Claro, estamos frente a una elección en la que no confiamos en ninguno de los candidatos, todos quienes fueron prohibidos de hacer campaña, muchos quienes fueron sindicados de ser azules, y por tanto, parte del problema y no de la solución. Por redes sociales, una diputada, una influencer y una ex candidata comparten su “lista de acusados”, la cual es desmentida en varias cuentas de Twitter (sí, yo me niego a llamar- le X por más que esa red se haya vuelto una cloaca).
En cualquier otra situación uno pensaría que es una cacería de brujas, pero en este caso sirve como una advertencia útil, aunque nunca confiable al 100%. En el recinto me lo encuentro a mi amigo Ñoqui, que le decíamos así porque era gordito y pura papada. Él me lo dice con claridad meridiana: “hermano no es posible que por tercera vez no sepamos a qué venimos.
Nuestra justicia de hecho está peor desde que existe esta elección”. Y le doy la razón: moros y cristianos comparten la idea de que estamos aquí no para elegir a mejores jueces y magistrados, que han sido prohibidos de compartir sus propuestas –si las tienen– con el público, sino para que nos den ese bendito certificado de sufragio y podamos hacer trámites bancarios en paz.
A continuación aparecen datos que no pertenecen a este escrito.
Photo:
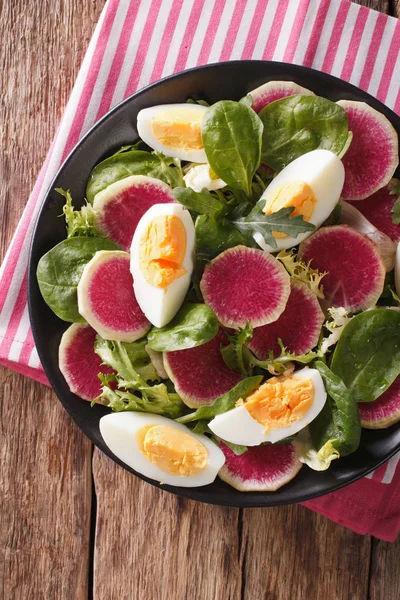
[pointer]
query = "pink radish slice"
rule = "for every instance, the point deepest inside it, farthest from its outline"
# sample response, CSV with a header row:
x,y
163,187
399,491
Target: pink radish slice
x,y
384,411
79,363
373,156
106,298
355,271
299,326
121,205
244,284
261,468
275,90
377,209
200,374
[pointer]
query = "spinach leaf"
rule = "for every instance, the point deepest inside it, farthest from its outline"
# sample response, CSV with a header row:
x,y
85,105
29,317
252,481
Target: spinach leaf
x,y
193,325
225,402
135,162
133,392
214,236
59,271
339,420
367,356
298,124
203,203
257,221
231,134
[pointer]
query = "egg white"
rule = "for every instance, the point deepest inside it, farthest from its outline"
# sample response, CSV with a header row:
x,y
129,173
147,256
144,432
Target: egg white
x,y
160,305
198,177
238,426
119,432
324,172
144,119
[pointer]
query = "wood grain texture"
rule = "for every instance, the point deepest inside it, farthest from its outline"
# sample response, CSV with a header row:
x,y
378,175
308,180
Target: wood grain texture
x,y
45,498
166,548
45,477
149,545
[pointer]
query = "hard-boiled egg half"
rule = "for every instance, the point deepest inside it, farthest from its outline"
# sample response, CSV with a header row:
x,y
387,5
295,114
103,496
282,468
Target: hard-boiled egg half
x,y
312,184
174,129
162,449
162,258
199,177
280,407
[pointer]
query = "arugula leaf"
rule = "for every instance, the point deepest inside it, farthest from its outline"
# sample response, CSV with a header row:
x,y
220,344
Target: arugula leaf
x,y
231,134
193,325
298,124
203,203
60,269
214,236
126,162
237,341
258,221
79,222
133,392
336,431
302,271
367,356
225,402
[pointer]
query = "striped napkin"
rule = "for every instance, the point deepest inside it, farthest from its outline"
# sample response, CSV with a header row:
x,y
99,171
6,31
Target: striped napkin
x,y
137,42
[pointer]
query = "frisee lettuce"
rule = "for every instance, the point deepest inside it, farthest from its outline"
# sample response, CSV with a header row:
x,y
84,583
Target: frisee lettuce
x,y
132,391
302,271
79,223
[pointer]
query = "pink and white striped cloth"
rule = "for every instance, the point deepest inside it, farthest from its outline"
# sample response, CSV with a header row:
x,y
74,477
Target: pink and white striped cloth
x,y
137,42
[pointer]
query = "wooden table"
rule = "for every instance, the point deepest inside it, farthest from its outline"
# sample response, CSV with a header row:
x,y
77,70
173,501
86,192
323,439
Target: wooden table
x,y
73,524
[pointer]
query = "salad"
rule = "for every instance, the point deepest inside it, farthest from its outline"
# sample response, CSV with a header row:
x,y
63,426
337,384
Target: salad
x,y
232,285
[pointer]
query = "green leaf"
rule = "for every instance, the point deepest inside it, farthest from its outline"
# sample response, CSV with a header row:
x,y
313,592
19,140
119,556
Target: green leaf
x,y
79,222
395,210
133,392
367,356
298,124
231,134
203,203
225,402
193,325
257,221
59,271
133,162
214,236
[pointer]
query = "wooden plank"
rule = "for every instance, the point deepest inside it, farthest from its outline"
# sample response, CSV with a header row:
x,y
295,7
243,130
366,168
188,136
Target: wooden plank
x,y
290,552
385,580
45,483
151,544
45,477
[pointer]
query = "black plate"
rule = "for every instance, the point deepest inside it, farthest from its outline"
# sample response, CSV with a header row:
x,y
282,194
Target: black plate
x,y
230,80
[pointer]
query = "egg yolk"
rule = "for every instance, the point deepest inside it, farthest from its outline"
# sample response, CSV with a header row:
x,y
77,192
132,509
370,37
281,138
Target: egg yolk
x,y
162,250
179,129
296,193
280,401
172,450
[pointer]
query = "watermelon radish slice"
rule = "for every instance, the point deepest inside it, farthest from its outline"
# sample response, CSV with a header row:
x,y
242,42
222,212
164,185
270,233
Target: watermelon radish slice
x,y
79,363
106,298
350,215
373,155
261,468
244,284
299,326
377,209
122,204
355,271
384,411
275,90
200,374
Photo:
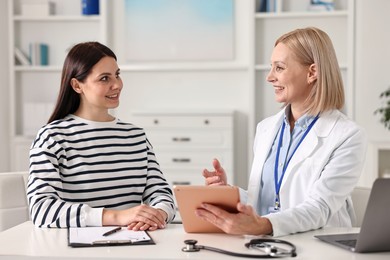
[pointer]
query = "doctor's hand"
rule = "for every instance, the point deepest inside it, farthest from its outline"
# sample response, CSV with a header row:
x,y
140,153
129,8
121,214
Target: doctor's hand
x,y
142,217
245,222
216,177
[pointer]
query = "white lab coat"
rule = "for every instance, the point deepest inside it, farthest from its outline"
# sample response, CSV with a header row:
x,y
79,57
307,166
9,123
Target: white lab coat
x,y
316,188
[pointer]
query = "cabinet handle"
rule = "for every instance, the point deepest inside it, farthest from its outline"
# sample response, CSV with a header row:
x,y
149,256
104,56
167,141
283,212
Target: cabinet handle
x,y
181,160
181,139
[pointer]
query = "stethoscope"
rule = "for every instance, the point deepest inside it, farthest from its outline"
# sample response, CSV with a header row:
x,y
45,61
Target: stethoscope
x,y
270,251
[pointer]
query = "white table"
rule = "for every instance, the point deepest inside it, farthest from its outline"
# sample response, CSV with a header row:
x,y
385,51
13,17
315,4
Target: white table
x,y
28,242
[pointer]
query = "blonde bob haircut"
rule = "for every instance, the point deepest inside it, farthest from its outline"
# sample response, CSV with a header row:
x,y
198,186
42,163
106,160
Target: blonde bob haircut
x,y
313,46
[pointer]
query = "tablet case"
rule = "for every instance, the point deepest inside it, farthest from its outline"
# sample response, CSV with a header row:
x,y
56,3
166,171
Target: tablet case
x,y
190,197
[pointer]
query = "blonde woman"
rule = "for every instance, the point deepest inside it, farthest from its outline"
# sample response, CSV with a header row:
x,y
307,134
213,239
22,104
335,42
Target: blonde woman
x,y
308,157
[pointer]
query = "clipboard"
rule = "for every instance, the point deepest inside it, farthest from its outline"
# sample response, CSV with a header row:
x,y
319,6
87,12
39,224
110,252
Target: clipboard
x,y
93,237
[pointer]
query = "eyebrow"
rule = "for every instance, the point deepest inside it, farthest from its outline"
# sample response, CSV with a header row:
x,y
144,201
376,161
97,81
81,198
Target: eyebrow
x,y
108,73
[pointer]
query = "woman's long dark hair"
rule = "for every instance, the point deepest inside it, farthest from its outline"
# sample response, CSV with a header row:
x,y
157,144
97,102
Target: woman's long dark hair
x,y
78,64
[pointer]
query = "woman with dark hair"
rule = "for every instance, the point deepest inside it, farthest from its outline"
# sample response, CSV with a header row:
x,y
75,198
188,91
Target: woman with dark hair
x,y
88,168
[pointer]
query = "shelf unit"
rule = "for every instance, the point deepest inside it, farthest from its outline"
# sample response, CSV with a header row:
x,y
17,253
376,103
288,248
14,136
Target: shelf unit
x,y
290,15
40,84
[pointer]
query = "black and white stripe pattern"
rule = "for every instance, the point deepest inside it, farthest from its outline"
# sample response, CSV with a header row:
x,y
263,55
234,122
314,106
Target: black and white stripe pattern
x,y
77,164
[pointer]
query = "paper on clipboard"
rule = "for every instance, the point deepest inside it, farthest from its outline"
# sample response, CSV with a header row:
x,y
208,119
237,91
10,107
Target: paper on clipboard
x,y
93,236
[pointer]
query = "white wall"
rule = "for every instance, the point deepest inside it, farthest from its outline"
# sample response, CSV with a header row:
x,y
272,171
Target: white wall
x,y
4,120
372,70
204,89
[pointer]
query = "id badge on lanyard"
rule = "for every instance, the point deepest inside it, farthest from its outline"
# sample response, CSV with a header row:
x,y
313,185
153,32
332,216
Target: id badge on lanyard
x,y
278,183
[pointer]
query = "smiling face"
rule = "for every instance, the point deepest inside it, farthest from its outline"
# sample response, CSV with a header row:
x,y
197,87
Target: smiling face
x,y
289,78
100,91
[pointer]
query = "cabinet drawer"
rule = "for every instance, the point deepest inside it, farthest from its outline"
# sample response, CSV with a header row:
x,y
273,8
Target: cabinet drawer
x,y
188,178
192,159
187,121
190,138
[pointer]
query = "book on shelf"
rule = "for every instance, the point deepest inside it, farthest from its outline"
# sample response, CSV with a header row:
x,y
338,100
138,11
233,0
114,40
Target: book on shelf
x,y
267,6
90,7
21,58
39,54
321,5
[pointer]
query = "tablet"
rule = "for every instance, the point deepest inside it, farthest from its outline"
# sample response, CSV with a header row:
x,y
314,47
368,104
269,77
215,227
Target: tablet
x,y
190,197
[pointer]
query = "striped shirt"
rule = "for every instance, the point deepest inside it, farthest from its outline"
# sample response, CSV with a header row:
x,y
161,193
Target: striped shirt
x,y
78,167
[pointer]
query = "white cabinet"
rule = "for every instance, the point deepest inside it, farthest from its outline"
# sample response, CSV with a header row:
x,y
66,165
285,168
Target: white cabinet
x,y
185,143
290,15
33,88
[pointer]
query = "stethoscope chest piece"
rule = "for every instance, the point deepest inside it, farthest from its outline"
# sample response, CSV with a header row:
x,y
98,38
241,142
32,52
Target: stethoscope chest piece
x,y
190,246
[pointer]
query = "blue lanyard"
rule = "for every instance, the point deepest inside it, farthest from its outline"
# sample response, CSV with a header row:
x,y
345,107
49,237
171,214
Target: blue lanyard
x,y
278,183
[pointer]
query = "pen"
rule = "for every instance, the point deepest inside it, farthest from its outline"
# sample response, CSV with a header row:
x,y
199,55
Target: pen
x,y
112,231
Así que hago mi fila y entro al aula con menos espíritu democrático que el presidente de Nicaragua. Tengo mi marcador rojo grandote listo para poner alguna barrabasada y anular mi voto, pero me gana el Pepe Grillo interior, esa vocecita que cuando la conocí a mi amada me dijo en la oreja “ahora cojudo, ¡no la cagues!” y termino marcando las casillas de los candidatos cuyas recomendaciones pudieron llegar a mis oídos. Esta señora que dice que es bien nomás.
Este de corbatín de gato y cara de nerd. Este de sombrerito que me dijeron que no es azul. Así que salgo, deposito mis dos papeletas y me dan el bendito certificado, con una foto de hace décadas, peor que la de la cédula de identidad, cuando pensábamos que ello no era posible.
Saludamos a unos amigos muy queridos que igual votaron por las opciones menos pluricarnavaleras que vieron y nos volvemos a casa, a almorzar y sepa dios si habrá un resultado, porque en pleno 2024, en este país no se puede tener resultados el mismo día. Ni hablar del 2019, cuando se detuvo el cómputo a capricho de los fraudulentos.